Dairy farmers have a particular interest in a good water supply as it is essential for milk production which is by far the most profitable farming enterprise. Nowadays many farmers have invested in a good water infrastructure system on their holdings.

An inadequate water supply on a remote area of land: This was the problem SPS (Solar Pump Solutions) founder and engineer Bryan Davis experienced on his home farm in Borrisokane, Co Tipperary. Water needed to be hauled to livestock on a remote farm using a tractor and vacuum tank every two days which was a time consuming task. 

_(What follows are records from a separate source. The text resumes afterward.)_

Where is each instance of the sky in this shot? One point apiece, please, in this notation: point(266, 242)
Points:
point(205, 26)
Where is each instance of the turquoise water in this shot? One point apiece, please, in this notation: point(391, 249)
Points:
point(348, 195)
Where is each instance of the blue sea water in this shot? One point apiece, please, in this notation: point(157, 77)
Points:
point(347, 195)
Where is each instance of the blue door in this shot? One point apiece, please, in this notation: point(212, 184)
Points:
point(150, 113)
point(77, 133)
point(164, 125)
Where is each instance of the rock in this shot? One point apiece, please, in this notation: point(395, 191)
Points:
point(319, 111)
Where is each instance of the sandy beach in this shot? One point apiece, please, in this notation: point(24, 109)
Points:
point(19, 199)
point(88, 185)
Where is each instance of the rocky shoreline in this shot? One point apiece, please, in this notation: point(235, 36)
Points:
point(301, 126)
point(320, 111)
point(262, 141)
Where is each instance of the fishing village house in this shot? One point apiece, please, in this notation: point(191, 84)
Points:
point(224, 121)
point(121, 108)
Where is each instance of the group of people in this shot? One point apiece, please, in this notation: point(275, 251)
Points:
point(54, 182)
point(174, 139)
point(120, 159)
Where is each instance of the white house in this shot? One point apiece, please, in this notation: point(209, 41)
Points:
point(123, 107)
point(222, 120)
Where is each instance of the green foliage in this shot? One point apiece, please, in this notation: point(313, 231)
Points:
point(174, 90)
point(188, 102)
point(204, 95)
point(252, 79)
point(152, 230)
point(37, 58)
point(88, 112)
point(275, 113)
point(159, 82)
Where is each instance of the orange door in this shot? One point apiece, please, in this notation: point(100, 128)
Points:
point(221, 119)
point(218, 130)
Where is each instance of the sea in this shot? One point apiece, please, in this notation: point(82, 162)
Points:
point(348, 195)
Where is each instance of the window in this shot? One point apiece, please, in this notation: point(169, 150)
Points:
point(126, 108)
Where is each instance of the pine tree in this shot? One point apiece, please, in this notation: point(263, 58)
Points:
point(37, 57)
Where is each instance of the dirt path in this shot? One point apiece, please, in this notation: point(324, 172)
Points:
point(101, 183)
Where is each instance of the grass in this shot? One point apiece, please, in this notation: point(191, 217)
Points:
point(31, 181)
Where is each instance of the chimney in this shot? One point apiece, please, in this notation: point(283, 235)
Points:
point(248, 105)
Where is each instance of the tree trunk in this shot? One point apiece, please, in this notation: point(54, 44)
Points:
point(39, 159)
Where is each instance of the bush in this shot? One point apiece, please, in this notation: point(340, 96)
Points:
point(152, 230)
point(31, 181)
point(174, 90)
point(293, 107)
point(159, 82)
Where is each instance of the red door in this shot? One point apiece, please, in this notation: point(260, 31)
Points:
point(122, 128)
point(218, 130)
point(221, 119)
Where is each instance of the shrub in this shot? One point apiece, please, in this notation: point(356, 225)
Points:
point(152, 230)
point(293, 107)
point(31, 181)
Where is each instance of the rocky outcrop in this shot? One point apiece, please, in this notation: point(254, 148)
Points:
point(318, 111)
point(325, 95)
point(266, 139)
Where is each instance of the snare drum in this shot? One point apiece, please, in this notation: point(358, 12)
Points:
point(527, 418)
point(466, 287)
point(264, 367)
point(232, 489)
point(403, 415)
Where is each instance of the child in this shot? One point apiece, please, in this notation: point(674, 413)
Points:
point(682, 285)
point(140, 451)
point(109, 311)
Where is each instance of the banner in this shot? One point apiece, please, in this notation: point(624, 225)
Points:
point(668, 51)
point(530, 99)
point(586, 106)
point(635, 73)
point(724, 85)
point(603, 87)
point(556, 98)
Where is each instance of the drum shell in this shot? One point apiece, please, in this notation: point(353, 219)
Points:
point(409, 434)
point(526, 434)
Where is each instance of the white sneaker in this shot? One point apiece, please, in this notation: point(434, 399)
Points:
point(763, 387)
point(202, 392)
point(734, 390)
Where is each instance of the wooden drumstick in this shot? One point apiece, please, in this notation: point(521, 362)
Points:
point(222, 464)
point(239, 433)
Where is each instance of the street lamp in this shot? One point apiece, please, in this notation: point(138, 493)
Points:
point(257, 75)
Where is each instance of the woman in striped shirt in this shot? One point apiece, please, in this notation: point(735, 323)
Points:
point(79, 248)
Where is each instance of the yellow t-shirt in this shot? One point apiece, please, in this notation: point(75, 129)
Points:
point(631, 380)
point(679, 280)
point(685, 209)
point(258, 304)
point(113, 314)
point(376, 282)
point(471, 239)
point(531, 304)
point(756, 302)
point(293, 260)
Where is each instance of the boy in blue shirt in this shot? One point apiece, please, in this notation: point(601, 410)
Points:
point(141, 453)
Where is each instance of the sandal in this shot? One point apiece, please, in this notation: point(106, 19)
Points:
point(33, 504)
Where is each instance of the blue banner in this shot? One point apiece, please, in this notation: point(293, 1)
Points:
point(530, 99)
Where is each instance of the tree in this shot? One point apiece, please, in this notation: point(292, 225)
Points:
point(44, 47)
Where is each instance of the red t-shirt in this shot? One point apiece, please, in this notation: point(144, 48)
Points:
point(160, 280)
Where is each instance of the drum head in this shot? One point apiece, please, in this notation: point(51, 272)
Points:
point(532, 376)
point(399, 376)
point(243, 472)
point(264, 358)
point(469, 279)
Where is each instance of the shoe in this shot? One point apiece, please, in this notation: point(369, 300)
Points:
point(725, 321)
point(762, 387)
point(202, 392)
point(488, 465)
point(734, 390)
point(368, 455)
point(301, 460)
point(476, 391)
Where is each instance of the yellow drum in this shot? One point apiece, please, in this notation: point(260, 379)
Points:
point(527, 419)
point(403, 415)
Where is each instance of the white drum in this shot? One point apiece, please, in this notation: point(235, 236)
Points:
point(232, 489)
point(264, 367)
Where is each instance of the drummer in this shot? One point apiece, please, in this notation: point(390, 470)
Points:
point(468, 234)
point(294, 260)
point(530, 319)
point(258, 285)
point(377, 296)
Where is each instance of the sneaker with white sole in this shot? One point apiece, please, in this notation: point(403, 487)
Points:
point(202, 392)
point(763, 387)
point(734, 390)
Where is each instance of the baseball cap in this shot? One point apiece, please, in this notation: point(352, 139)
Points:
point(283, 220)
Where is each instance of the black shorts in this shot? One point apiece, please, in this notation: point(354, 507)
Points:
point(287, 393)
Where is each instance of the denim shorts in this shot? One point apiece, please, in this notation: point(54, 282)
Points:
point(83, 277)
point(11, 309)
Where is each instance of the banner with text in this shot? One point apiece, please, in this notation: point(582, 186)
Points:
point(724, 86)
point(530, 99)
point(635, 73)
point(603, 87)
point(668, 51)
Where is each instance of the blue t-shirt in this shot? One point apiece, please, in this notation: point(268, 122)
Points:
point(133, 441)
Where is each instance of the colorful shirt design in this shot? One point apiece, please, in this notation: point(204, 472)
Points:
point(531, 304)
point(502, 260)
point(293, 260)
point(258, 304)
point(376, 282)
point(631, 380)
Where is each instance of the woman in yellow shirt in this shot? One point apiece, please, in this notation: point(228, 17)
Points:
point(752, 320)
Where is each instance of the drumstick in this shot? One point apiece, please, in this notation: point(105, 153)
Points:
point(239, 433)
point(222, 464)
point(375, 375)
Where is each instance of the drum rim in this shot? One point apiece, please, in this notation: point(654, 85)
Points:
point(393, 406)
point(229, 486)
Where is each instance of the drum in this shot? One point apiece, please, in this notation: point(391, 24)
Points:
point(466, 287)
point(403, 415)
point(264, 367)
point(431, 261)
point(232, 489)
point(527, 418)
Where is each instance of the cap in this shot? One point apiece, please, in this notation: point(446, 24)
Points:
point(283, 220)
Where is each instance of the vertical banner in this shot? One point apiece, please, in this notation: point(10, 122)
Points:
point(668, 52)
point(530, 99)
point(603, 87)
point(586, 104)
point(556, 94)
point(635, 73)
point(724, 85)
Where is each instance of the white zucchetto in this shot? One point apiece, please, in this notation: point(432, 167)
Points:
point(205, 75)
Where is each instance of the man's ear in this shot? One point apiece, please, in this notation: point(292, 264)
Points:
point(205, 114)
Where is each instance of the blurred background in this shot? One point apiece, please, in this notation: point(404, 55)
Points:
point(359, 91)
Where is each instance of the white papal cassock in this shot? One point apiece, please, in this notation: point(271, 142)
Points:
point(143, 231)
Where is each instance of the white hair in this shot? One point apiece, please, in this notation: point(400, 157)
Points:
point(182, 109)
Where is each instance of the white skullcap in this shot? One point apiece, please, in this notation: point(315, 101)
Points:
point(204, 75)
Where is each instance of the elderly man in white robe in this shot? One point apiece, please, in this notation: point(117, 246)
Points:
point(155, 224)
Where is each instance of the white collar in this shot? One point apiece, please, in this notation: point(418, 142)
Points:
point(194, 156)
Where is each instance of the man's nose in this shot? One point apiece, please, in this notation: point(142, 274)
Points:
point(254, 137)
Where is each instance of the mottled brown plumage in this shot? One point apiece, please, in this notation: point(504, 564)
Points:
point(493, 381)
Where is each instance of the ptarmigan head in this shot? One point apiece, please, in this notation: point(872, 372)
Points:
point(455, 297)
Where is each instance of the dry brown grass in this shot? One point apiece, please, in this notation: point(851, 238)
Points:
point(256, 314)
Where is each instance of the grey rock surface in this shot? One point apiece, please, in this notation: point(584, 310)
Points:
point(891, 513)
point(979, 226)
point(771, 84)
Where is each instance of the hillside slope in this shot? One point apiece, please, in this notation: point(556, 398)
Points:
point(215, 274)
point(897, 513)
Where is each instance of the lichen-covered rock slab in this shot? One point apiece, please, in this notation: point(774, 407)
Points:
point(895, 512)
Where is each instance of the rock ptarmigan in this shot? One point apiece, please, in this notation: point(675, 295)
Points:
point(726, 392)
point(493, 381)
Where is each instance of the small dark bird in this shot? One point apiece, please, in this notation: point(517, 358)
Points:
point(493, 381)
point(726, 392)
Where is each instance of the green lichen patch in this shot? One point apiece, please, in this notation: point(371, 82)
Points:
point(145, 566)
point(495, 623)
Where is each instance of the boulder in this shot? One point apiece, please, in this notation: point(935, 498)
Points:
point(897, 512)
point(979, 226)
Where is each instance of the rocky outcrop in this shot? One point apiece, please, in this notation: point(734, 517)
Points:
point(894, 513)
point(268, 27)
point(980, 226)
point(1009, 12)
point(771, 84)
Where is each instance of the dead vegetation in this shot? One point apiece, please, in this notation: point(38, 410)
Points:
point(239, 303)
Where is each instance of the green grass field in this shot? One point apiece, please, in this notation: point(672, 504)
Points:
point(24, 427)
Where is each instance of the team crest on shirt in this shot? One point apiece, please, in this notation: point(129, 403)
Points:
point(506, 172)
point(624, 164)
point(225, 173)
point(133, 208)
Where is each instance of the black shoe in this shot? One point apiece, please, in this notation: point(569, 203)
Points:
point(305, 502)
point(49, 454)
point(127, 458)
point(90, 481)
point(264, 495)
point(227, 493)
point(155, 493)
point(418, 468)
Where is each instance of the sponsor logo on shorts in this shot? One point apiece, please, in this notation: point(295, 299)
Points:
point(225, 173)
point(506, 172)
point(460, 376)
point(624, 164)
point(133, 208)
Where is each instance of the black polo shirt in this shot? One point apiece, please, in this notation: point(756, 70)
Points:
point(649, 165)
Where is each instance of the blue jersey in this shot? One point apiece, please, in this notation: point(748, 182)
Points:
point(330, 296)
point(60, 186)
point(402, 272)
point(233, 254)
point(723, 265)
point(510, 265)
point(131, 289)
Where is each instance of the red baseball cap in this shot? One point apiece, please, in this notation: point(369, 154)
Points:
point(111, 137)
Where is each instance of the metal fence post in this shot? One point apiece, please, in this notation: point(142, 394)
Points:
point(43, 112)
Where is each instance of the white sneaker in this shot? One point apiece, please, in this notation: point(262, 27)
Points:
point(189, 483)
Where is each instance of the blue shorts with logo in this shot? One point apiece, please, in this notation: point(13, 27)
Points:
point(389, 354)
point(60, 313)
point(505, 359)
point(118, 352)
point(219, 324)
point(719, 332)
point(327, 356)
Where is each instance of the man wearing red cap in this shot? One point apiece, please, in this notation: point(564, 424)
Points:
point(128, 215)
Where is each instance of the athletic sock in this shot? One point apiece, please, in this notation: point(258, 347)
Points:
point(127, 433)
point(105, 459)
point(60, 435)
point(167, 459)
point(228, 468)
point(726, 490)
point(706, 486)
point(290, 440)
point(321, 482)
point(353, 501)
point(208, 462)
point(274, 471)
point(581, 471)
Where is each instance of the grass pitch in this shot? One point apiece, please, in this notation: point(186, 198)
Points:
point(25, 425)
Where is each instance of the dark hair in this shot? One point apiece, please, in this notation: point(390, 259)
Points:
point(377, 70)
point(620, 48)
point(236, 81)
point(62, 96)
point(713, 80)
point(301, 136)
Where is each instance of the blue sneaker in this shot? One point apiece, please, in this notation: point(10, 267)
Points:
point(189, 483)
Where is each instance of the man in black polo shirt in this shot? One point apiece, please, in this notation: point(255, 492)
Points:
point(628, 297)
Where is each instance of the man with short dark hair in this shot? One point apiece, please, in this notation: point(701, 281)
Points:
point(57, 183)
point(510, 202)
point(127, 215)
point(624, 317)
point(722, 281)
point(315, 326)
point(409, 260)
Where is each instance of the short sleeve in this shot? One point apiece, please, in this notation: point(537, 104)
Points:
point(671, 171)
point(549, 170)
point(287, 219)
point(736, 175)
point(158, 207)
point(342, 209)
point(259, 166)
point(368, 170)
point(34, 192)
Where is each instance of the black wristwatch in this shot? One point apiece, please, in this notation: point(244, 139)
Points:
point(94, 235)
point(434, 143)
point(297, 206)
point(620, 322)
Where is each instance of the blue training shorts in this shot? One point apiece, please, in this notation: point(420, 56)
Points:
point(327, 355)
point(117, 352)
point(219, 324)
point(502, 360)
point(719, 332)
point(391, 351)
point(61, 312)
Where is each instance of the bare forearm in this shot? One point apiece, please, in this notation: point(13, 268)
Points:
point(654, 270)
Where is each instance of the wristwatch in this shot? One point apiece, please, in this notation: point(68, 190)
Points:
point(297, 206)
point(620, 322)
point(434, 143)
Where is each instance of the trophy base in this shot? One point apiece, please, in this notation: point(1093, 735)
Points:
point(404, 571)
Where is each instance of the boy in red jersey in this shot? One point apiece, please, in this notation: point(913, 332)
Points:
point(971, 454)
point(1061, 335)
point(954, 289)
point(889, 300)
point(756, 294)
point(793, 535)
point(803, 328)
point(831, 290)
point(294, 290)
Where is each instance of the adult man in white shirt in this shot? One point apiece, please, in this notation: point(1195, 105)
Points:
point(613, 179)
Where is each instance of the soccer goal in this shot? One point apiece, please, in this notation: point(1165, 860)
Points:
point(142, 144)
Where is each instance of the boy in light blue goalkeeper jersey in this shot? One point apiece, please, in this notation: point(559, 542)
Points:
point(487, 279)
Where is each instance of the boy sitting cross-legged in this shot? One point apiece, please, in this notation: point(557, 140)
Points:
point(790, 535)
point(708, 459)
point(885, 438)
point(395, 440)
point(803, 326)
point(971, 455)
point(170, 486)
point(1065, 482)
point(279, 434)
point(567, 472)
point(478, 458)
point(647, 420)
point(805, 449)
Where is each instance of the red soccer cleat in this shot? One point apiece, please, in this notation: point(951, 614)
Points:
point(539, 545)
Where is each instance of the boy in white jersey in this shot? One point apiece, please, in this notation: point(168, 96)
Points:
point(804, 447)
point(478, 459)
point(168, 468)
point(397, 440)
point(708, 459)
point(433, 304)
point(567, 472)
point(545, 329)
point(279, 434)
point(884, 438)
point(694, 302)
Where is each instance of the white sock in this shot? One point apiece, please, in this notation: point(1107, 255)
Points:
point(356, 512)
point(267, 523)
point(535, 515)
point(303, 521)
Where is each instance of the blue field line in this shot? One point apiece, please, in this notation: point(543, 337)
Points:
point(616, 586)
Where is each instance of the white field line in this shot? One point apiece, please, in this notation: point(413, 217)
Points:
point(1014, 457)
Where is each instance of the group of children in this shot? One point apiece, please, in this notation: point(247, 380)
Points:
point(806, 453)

There had to be a better way- This farm received the first SPS solar water pump which was developed to pump water from a stream inaccessible to the livestock. The SPS pump supplied multiple troughs around the farm, enabling the use of a paddock grazing system. It did this using only solar energy and operating automatically:

SPS were promoting their award winning solar pump system at the recent Teagasc Beef 2018 event at Grange, Co. Meath. Given the drought conditions this year and difficulty in maintaining a good water supply there was a lot of interest in this low cost system.

Good grass growth is essential for milk production and due to the ongoing drought conditions the average farm is back one to two litres of milk per cow per day. According to IFAC the total potential cost of the ongoing drought on a 100-cow dairy herd over a seven-day period is c. €2,600.

Indeed many farmers are now feeding first cut silage or hay to their stock plus twice the normal amount of concentrates to keep the cows milking well. Feed compound millers are working flat out to keep their customers supplied. 

Even so the national milk supply has fallen this year even though there are a lot more cows on farms. According to the Central Statistics Office milk production on Irish farms fell for April & May. June & July will be no different. 

 Farmers using wells may have to bore deeper to keep the water coming. A typical 100-cow dairy farmer needs an average supply of 2,500 gallons of water per day (a dairy cow drinks 25 gallons of water daily). For such a demand, the cost of the actual drilling and installation of the pump for a new well would be around €4,500 to 5,000.

You must also add the cost of the pump, which for this volume, would cost around €1,500.If you are in a hard water area, you may need to install a water softener to protect the milk cooling unit. This can add another €1,500 to the price, taking the total cost to nearly €8,000.

So many farmers are now consider the option of using some form of irrigation. Most farmers live close to a river so extracting extra water is not usually a problem. Because these irrigation systems are automated they can be used at night thereby minimising any water losses to evaporation.

A landowner has a riparian right to take water from a stream running through or by his farm, however (s) he must have regard to the rights of other landowners upstream and downstream. 

Indeed milk producers & wine growers in New Zealand have been irrigating their farms for years.  An official report estimated the net farm gate GDP contribution of irrigation at $2.17 billion in 2011/2012. The area irrigated land area also increased from 457,700 hectares to 721,400 hectares during the last decade. So Irish farmers can learn from the NZ experience.